Let's start by downloading the [nycflights13 data](https://github.com/hadley/nycflights13); we'll use this dataset throughout the tutorial.

In [None]:
import ibis

con = ibis.connect("duckdb://nycflights13.ddb")
con.create_table(
    "flights", ibis.examples.nycflights13_flights.fetch().to_pyarrow(), overwrite=True
)
con.create_table(
    "weather", ibis.examples.nycflights13_weather.fetch().to_pyarrow(), overwrite=True
)
con.disconnect()

Next, we'll load the data into a local PostgreSQL database using DuckDB—[yes, you can do that](https://duckdb.org/docs/extensions/postgres.html#writing-data-to-postgres)!

In [None]:
!psql < sql/create_nycflights13.sql

In [None]:
!duckdb nycflights13.ddb < sql/load_nycflights13.sql

We can confirm that our PostgreSQL database contains the tables we just populated.

In [None]:
!psql < sql/verify_nycflights13.sql

## Motivation

In your experience doing data analytics/building data pipelines, have you ever...
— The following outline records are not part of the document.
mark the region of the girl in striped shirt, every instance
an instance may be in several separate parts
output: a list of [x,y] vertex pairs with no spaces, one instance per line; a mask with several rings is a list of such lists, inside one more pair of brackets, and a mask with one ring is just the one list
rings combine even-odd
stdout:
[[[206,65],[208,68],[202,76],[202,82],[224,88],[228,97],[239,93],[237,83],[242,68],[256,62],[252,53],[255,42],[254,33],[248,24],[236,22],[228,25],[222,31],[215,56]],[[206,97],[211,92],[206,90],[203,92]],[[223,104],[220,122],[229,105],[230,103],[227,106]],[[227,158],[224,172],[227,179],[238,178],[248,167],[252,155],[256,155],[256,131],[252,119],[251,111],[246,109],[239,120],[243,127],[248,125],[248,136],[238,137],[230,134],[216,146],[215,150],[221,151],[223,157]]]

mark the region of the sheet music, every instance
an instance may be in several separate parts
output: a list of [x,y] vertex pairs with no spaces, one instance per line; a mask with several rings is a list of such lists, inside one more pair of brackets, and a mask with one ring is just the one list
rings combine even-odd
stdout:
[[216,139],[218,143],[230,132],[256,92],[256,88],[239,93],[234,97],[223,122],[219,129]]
- ...slurped up large amounts of data into memory, instead of pushing execution down to the source database/engine?

- ...prototyped code in pandas, and then rewritten it in PySpark/Snowpark/some other native dataframe API?

- ...implemented a proof-of-concept solution on data extracts, and then struggled massively when you needed to move to running against the production databases and scale out?

- ...insisted on using Python across the full data engineering/data science workflow for consistency (fair enough), although dbt would have been the much better fit for non-ML pipelines, because you essentially needed a SQL workflow?